1. FFC were founded as a purely women's football club but just as the likes of 1. FFC Turbine Potsdam and SGS Essen have done, the Frankfurt giants have struggled to compete with the financial might of the likes of VfL Wolfsburg and FC Bayern München in recent years.
FFC's long history in the women's game will not be forgotten. As Eintracht's statement on Wednesday says: 'Nine DFB Pokal wins, seven German championships and four Champions League titles speak for themselves.'
Eintracht Frankfurt Frauen
FFC will not become Eintracht Frankfurt Frauen, competing under Eagles' name.
Although it is a bittersweet move for fans of 1.FFC and something which signals the fact that it is a difficult world for singular women's football clubs to compete in, it is one that many will deem to be necessary to keep Hessen at the forefront of the German women's game, a position which has slipped in recent years.
When the merger was announced back in June, Eintracht board member Alex Hellmann said:
"1.FFC Frankfurt are a big name in German and European women's football and it has become very professional in recent years. As the largest and economically strongest club in the region, we also have a responsibility for Frankfurt as a sports location and want to maintain top-class women's football"
With the UEFA Women's Champions League expanding to allow three teams from each division to qualify, there's space for a new team to join Wolfsburg and Bayern at the top of German women's football and earn European qualification.

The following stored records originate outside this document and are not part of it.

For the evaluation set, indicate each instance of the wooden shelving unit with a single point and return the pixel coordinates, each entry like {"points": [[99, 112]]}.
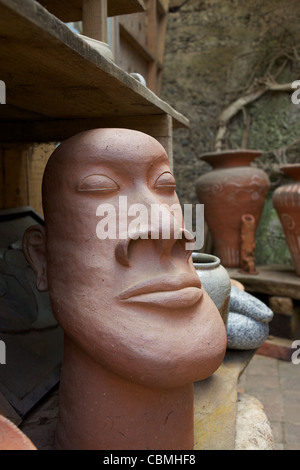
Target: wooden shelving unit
{"points": [[58, 85]]}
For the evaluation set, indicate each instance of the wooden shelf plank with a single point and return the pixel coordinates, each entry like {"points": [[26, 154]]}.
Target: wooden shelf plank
{"points": [[71, 10], [52, 73]]}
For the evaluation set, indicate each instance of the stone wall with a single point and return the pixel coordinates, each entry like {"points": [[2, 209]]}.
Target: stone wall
{"points": [[215, 53]]}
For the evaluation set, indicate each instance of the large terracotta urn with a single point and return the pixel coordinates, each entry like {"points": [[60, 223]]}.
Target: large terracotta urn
{"points": [[286, 200], [230, 191]]}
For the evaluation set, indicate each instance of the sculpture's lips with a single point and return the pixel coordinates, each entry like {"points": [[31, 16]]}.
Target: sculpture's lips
{"points": [[179, 291]]}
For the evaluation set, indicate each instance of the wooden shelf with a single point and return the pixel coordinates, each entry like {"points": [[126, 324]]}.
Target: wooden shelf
{"points": [[71, 10], [57, 84]]}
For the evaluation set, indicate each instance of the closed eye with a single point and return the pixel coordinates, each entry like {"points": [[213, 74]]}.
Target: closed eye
{"points": [[165, 182], [98, 183]]}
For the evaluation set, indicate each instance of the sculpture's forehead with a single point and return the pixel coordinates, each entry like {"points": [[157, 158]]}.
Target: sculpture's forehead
{"points": [[115, 147]]}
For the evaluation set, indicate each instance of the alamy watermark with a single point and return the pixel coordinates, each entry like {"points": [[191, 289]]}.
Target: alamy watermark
{"points": [[155, 221], [2, 352], [296, 95], [296, 354], [2, 92]]}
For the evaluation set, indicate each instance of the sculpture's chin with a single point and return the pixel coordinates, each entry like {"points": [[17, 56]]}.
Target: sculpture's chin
{"points": [[153, 348]]}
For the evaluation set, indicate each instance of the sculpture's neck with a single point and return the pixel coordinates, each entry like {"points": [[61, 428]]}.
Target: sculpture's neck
{"points": [[99, 410]]}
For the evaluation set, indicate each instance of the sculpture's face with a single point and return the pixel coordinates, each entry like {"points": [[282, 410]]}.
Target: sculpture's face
{"points": [[134, 306]]}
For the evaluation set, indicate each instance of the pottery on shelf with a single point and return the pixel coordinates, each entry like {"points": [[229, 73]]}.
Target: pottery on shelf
{"points": [[232, 189], [286, 200], [100, 46], [215, 280]]}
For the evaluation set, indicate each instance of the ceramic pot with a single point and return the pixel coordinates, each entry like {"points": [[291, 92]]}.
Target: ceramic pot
{"points": [[231, 190], [215, 280], [286, 200]]}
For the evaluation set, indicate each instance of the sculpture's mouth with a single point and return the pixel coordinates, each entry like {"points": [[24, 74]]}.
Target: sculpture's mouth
{"points": [[179, 291]]}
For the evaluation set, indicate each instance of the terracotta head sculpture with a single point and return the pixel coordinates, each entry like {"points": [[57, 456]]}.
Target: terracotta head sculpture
{"points": [[139, 328]]}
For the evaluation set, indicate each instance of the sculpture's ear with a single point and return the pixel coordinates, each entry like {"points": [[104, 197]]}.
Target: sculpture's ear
{"points": [[34, 249]]}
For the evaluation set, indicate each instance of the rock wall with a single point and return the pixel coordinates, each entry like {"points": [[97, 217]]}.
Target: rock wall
{"points": [[215, 53]]}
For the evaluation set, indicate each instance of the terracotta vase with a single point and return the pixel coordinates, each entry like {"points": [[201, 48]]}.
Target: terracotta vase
{"points": [[215, 280], [232, 189], [286, 200]]}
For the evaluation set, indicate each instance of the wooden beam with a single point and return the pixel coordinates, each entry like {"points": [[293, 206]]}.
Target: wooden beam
{"points": [[94, 19], [38, 80]]}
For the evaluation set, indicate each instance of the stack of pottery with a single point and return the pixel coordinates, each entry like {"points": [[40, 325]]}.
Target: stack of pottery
{"points": [[232, 189], [286, 200]]}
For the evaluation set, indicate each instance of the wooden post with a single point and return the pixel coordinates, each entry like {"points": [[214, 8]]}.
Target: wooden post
{"points": [[94, 19]]}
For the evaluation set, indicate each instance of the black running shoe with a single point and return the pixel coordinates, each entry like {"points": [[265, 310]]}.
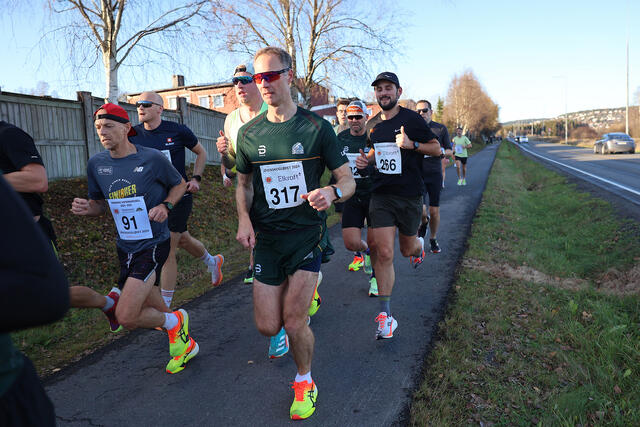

From now onwards, the club will compete as Eintracht Frankfurt Frauen.
As well as the first team, the Hessisch giants will take three youth teams under their wing which will help to make sure that the region can produce top female football talent for years to come.
Siegried Dietrich, who will assume responsibility for sporting issues relating to professional women's football, said: "In addition to the competitiveness of our professional team, the further development of the talents of the U-teams also plays a major role".
There are a number of links in backroom staff between the two clubs. Fredi Bobic, men's team sporting director and the man responsible for recruiting the likes of Luka Jovic, Ante Rebic and Sebastien Haller was the eleventh founding member of 1.FFC.
As well as Bobic's link, Wolfgang Steiber, Chairman of the Supervisory Board of Eintracht Frankfurt Fußball AG is also a member of 1.FFC. Head coach of the women's team, Niko Arnautis, was once a coach with the men's youth teams when they were based at Riederwald.
A number of transfers have already been rumoured and FFC will be able to take advantage of the incredibly footballing infrastructure at Deutsche Bank Park.
Top-level Frauenfußball has now joined the Eintracht Frankfurt eV and with all that FFC stand to gain, it looks as if it will be a very happy marriage. Who knows, the glory days at Frankfurt may not be too far away.